ラグビー

特集:第57回全国大学ラグビー選手権

早稲田大学のWTB古賀由教、乾坤一擲の決勝で記憶に残るトライを

早稲田大学のWTB古賀由教は決勝での記憶に残るトライを誓った(撮影・全て斉藤健仁)

1月11日、東京・国立競技場で第57回全国大学ラグビー選手権の決勝が行われる。連覇を狙う早稲田大学(関東対抗戦2位)と、初優勝に挑む関西王者の天理大学(関西1位)の対戦となった。

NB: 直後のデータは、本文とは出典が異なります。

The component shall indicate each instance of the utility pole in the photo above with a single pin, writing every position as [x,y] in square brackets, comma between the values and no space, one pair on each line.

2季連続17度目の優勝をうかがう早大の中で、「昨季は試合の途中(後半21分)で脳しんとうを起こして(交代して)、あまり覚えていない。今季こそ自分の仕事であるトライを取りたい」と意気込むのが1年からアカクロのジャージーに袖を通してトライを量産してきた4年生WTB(ウィング)古賀由教(よしゆき、東福岡)だ。実は前回決勝でも交代前にトライを挙げているが、最後の舞台で記憶に残るトライを誓った。

急成長の槇瑛人と両翼担う

昨季の関東対抗戦では8トライだったが、今季は同じポジションの槇瑛人(2年、國學院久我山)の成長もあり5トライに終わった。「槇は早稲田らしいWTBになってきました。刺激を受けています」と笑顔を見せたが、内心はライバル心を燃やしている。古賀は、準決勝の帝京大戦では後半7分、左サイドライン際で40mを走りきってトライを決めて存在感を示した。決勝に向けて、「チームとして、ディフェンスで体を張り続けること。そしてみんないいボールを出してくれるので、最後に仕留められたらいい」と腕を撫している。

サイドライン際を走る姿も大学では見納めに

3人兄弟の末っ子だった古賀は、同じ幼稚園に通っていた 東京大学のNo.8原虎之介(4年、灘)に誘われて芦屋ラグビースクールで楕(だ)円球に出会った。兄2人は古賀の影響でラグビーを始めたという。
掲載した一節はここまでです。